You are viewing a plain text version of this content. The canonical link for it is here.

Posted to java-user@lucene.apache.org by ext <ex...@prodigy.teamon.com> on 2003/02/14 15:10:44 UTC

Quickest way to build a Document - (Keyword, Freq)* map

Hi, 

I am using Lucene right now to index several semi-structured documents. I 
recently had to implement a method 'getFrequencyVector()' to simply return 
a mapping of keyword -> frequency from the information already in the 
lucene index. 

I currently maintain the lucene index on basis of the keyword -> (document, 
freq)* mapping. The best solution I could come up with is to iterate over 
all the keywords ( :( ) match my own document identifier and build the 
vector. Any ideas/suggestions? 

Is there a way to speed up the vector computation? It currently takes a 
|k|*|d| where |k| is the total number of keywords indexed and |d| is the 
average number of documents a keyword can occur in. 

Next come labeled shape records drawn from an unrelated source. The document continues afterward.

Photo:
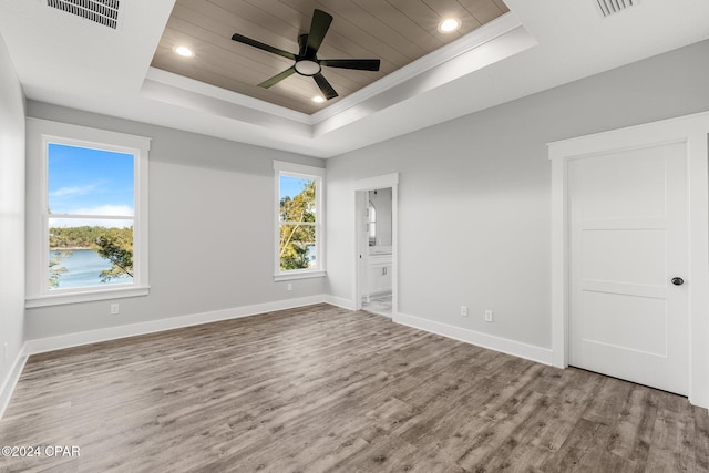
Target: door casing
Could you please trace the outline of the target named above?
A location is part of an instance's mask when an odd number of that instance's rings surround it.
[[[617,150],[685,142],[689,205],[689,401],[709,408],[709,112],[548,144],[552,161],[552,352],[568,366],[568,162]]]

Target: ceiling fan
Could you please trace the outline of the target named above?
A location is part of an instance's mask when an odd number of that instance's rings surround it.
[[[316,9],[312,12],[310,31],[298,37],[298,45],[300,47],[298,54],[264,44],[238,33],[235,33],[232,39],[295,61],[295,64],[286,69],[284,72],[258,84],[259,88],[268,89],[297,72],[300,75],[312,78],[320,88],[320,91],[322,91],[322,95],[325,95],[327,100],[330,100],[337,96],[337,92],[335,92],[332,85],[330,85],[327,79],[322,75],[322,65],[327,65],[329,68],[356,69],[360,71],[379,71],[380,62],[378,59],[318,59],[318,49],[320,49],[322,39],[327,34],[331,22],[332,16],[322,10]]]

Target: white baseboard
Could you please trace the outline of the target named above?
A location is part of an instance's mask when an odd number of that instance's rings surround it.
[[[258,304],[254,306],[237,307],[233,309],[215,310],[210,312],[193,313],[189,316],[171,317],[167,319],[151,320],[147,322],[132,323],[125,326],[110,327],[99,330],[90,330],[78,333],[68,333],[58,337],[48,337],[37,340],[28,340],[24,343],[24,356],[42,353],[45,351],[61,350],[63,348],[78,347],[81,345],[95,343],[100,341],[115,340],[119,338],[134,337],[145,333],[154,333],[164,330],[178,329],[183,327],[198,326],[202,323],[217,322],[220,320],[237,319],[242,317],[256,316],[275,310],[292,309],[296,307],[311,306],[325,302],[323,295],[301,297],[298,299],[279,300],[275,302]]]
[[[12,369],[10,369],[7,378],[2,381],[2,384],[0,384],[0,419],[4,415],[4,410],[8,409],[8,404],[10,404],[10,398],[12,398],[14,387],[18,385],[18,381],[20,380],[20,374],[22,374],[28,356],[24,354],[23,348],[14,359]]]
[[[443,337],[475,345],[477,347],[489,348],[491,350],[502,351],[503,353],[525,358],[538,363],[549,366],[553,364],[552,350],[548,348],[522,343],[520,341],[495,337],[461,327],[449,326],[448,323],[435,322],[432,320],[422,319],[420,317],[408,316],[401,312],[394,315],[393,321],[408,327],[413,327],[419,330],[442,335]]]
[[[347,310],[356,310],[354,301],[350,299],[345,299],[342,297],[330,296],[329,294],[325,296],[325,301],[331,306],[341,307]]]

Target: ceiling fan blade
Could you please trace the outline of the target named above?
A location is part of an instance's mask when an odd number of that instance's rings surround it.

Ideally, I would like to have a forward index, document to the pair 
(keyword, frequency) for this application. Thank you in advance for you 
expertise and your time. 

Cheers, 
Santosh Dawara 
Graduate Student 
Rochester Instt of Tech


---------------------------------------------------------------------
To unsubscribe, e-mail: lucene-user-unsubscribe@jakarta.apache.org
For additional commands, e-mail: lucene-user-help@jakarta.apache.org

Re: Quickest way to build a Document - (Keyword, Freq)* map

Posted by Ype Kingma <yk...@xs4all.nl>.

On Friday 14 February 2003 15:10, you wrote:
> Hi,
>
> I am using Lucene right now to index several semi-structured documents. I
> recently had to implement a method 'getFrequencyVector()' to simply return
> a mapping of keyword -> frequency from the information already in the
> lucene index.
>
> I currently maintain the lucene index on basis of the keyword -> (document,
> freq)* mapping. The best solution I could come up with is to iterate over
> all the keywords ( :( ) match my own document identifier and build the
> vector. Any ideas/suggestions?
>
> Is there a way to speed up the vector computation? It currently takes a
>
> |k|*|d| where |k| is the total number of keywords indexed and |d| is the
>
> average number of documents a keyword can occur in.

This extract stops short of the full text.